Thanks for the advice.
Oh, come on, picking up that book can't possibly hurt.

Based on what? Your health?
You're kidding! That slight brush with the edge of the table hurt? I can't believe it.

You don't have to.
So you can't sit in any of these chairs. I guess you'll just have to live with it.
I do.
So what do you expect from me? Pity? Boo hoo?
From you? I just want you to leave me the fuck alone.

Medical research has documented that pain is the most under treated medical problem in the U.S. Congress wants to further restrict pain research, doctors' rights to prescribe pain medication, criminalize the issue, and refuse pain control even to the terminally ill.
If they succeed, I also will choose death

rk

Dedication for A Painful Truth

While I wrote this piece six years ago, as far as the attitudes of the people I casually run into these days, when my disability comes up [in reality a combination of several chronic illnesses], unfortunately, the lack of understanding as well as the unwillingness to understand—even to insist that they know more than the doctors, researchers, biologists, myself, etc., combined, has grown exponentially. Not only do so many people adamantly believe they know what is right for me, this belief now extends to prejudging me: condescendingly, arrogantly, belittllingly, debasingly…. And this judgment extends far beyond me.


So I am dedicating this piece to everyone who has been made to feel less than equal, less than full—to everyone who has been condescended to, been prejudged and dismissed simply because they do not fit within the petty, minuscule box the abusers have decided defines “normal.” This piece, though it is limited to my particular circumstances dealing just with my illness [as opposed to all the other ways people have attempted to demean me], is written for all who have experienced prejudice in whatever form.

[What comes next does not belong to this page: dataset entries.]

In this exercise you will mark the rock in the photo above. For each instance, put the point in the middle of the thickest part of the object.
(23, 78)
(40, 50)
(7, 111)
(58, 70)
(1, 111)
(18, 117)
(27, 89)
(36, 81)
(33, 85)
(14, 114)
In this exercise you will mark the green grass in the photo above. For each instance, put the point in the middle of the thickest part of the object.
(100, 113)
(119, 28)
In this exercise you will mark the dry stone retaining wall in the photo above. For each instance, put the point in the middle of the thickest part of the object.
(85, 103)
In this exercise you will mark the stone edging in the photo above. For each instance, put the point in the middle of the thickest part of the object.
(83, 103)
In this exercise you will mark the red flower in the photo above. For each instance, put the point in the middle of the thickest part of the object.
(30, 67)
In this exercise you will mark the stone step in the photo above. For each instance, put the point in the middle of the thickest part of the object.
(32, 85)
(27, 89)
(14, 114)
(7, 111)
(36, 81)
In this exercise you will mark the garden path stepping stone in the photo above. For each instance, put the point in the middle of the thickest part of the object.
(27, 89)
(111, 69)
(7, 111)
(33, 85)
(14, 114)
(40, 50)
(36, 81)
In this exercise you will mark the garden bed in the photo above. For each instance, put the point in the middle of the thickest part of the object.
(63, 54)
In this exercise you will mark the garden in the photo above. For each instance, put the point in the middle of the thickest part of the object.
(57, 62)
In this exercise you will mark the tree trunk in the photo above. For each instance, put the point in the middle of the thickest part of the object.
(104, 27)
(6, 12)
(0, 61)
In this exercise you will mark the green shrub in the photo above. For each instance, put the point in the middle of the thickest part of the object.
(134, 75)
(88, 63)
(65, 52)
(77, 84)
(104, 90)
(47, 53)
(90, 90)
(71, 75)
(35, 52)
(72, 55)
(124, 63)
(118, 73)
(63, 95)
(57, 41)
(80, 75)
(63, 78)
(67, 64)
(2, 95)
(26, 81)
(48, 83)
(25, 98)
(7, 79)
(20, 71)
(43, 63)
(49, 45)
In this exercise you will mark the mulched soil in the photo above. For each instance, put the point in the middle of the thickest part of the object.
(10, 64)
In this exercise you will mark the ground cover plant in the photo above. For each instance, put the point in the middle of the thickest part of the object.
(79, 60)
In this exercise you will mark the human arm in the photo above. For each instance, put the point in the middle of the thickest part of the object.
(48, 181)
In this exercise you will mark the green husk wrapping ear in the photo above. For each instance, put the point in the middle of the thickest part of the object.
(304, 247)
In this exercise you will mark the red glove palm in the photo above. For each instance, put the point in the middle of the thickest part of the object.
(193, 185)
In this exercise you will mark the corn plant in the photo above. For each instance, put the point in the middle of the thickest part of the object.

In fact, almost every piece on this blog deals with some form of injustice and bigotry. As long as I have the ability, I hope to continue to speak out on such issues.

3 comments:

Joel Irving said...

Great Blog, one that I will be following.

veryheaven said...

OMG, is this your true story of staying an addicted to heavy drugs for soooo long? what a crucial experience. hope you have found mindpeace and physical release lately. what a honest person you are. repsect and regards, VH

edgecrosser said...

Hi trickster, i just read your blog and i understand what you feel. Being judged and made feel less equal and not normal is really not an acceptable offense. Sometimes you can't say the right word and can't revenge because you're not bred to do so such thing, and with this leaves you in silence in pain and with the company of your own self. But anyhow, we don't need to explain ourselves to the world to be accepted and valid. I hope you're doing well. You take care.